As we convene women in Silicon Valley, Boston and elsewhere who are looking for innovations in philanthropy, let us know your interests. This event is the first of two pilot programs this fall for Women Giving Under the Radarwith the Center for Nonprofit and Public Leadership at the University of California Haas School of Business. The Center offers social sector solutions and develops the next generation of leaders. LinkedIn was our host for this event.

Women Giving Under the Radar is exactly the kind of unique event that Catalytic Women creates to convene women thought leaders who are redefining what it means to have and share wealth. Future topics may include leadership and nonprofit boards, giving/investing hybrids, entrepreneurial philanthropy, women in politics, gender lens investing, women’s economic power, and giving to women. What’s your interest? I welcome your ideas—indeed, rely upon them—as we create new programs for women like us.

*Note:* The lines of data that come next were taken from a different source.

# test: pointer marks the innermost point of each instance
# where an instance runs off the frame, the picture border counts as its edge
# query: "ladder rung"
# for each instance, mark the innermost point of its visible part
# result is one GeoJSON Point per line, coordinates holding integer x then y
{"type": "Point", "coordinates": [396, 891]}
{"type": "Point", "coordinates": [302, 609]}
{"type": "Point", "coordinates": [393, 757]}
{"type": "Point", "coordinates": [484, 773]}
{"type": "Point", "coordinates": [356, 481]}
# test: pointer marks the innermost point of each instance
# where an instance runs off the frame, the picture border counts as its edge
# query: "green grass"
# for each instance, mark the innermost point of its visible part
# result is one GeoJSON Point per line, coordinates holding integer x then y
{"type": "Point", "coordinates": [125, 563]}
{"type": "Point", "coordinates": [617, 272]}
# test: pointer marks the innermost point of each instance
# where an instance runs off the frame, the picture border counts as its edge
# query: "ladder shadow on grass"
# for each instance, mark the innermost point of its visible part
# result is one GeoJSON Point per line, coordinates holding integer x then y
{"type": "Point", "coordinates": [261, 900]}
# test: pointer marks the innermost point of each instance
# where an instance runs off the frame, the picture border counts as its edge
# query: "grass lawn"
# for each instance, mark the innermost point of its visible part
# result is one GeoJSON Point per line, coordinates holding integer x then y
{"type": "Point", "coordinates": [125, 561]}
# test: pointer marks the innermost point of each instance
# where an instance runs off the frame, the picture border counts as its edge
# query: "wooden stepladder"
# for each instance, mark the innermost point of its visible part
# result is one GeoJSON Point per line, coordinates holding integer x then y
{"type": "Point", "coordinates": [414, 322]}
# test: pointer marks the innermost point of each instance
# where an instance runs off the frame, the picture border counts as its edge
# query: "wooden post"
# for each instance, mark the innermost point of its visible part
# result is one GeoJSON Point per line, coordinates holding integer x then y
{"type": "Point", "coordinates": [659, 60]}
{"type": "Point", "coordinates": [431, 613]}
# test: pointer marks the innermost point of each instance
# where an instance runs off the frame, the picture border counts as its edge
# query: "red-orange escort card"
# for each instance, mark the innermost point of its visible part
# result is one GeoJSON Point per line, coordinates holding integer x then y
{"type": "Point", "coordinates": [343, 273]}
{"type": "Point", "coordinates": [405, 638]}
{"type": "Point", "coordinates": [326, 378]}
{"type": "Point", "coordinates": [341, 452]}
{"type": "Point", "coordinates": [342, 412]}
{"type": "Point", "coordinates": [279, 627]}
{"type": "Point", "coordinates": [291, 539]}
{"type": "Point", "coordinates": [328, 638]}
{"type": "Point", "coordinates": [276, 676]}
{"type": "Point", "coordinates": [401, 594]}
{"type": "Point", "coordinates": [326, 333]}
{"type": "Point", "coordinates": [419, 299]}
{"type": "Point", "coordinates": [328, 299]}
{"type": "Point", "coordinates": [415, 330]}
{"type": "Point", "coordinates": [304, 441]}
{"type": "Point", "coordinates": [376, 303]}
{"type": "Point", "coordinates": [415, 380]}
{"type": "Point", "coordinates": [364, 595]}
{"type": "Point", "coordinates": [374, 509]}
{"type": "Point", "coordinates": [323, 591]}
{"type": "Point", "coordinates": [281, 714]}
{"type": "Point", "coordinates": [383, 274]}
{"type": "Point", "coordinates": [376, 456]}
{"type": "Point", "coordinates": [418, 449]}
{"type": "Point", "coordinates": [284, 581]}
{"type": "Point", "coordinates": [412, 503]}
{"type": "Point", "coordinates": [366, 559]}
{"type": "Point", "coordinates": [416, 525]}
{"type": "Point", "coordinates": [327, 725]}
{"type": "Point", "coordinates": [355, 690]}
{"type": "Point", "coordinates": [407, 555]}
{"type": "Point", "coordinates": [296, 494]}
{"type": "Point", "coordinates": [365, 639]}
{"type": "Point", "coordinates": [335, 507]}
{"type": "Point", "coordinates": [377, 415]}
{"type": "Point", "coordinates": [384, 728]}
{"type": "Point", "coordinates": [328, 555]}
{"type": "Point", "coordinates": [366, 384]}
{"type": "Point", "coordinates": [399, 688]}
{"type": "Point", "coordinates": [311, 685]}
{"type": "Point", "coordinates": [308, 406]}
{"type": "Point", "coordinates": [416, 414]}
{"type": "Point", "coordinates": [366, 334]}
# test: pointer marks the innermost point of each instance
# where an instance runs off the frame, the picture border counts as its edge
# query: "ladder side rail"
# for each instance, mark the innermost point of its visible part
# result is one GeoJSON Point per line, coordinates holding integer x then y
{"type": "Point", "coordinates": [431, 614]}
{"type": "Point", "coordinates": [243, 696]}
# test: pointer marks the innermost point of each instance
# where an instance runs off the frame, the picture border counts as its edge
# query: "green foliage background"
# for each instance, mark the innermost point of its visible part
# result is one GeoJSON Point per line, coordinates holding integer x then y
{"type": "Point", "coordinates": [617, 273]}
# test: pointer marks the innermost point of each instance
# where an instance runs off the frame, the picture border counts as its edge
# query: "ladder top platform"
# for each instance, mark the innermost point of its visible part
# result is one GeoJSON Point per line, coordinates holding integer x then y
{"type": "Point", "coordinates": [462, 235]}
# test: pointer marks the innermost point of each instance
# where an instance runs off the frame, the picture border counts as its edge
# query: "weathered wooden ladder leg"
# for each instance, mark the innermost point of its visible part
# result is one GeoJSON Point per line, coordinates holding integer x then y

Inspiring Women Impacting Poverty, Film and Philanthropy

Talk about inspiring women in philanthropy… This past week I’ve been in Boston and beyond, meeting the leadership of Indiana University Women’s Philanthropy Institute, 100 Women in Hedge Funds, 85 Broads, Criterion Ventures, and others at the Convergence XII gathering on gender lens investing. Wow. It’s a reminder of our powerful, understated approach to philanthropy, and the diverse ways that women have an impact on really big issues.

And, speaking of an inspiring woman, I have a request form Katherina Rosqueta, a member of Catalytic Women’s advisory board and executive director of The Center for High Impact Philanthropy at the University of Pennsylvania School of Social Policy and Practice. They have been commissioned by the Annie E. Casey Foundation to conduct a study on donor learning groups—especially for funders in the area of vulnerable youth and families.

This is right up our alley of convening women who exert their financial influence on our communities—so we’re asking on their behalf… Do you have some experience with this issue, including significant annual philanthropic contributions? Do you know someone who does? If so, please consider a phone interview with Jennifer Landres.

Another recent conversation—this time with two thought leaders in film, Executive Director Devyani Kamdar and Founder Joon Yun of the Palo Alto Institute and International Film Festival—reminded me of the close link between film and philanthropy as powerful strategies for achieving impact. Catalytic Women is thrilled to be sponsoring the Local Shorts Program on Friday, September 28, at 6:30, which includes several Bay Area documentaries illuminating a cause.

All this talk about documentary film made me curious about producing a film to raise awareness of an issue. Like many of our programs, I reaching out to others I admire to see if it was a topic on their minds. With the help of these creative thinkers, we will launch on October 9, in Silicon Valley, a series for Women Giving Under the Radar—and looking for high-impact giving opportunities at all levels. I am thrilled to be working with Nora Silver, Director of the University of California Haas School’s Center for Nonprofit and Public Leadership, Linked In, ImpactAssets and Kim Wright-Violich on this program.

This series will profile favorite high-leverage giving tools from a dynamic panel of experts, followed by “open space” (attendee-directed) small group discussions on topics related to women’s wealth and giving. We’re trying it out in Silicon Valley—come let us know what you thnk and how we can expand it to smart women in other regions.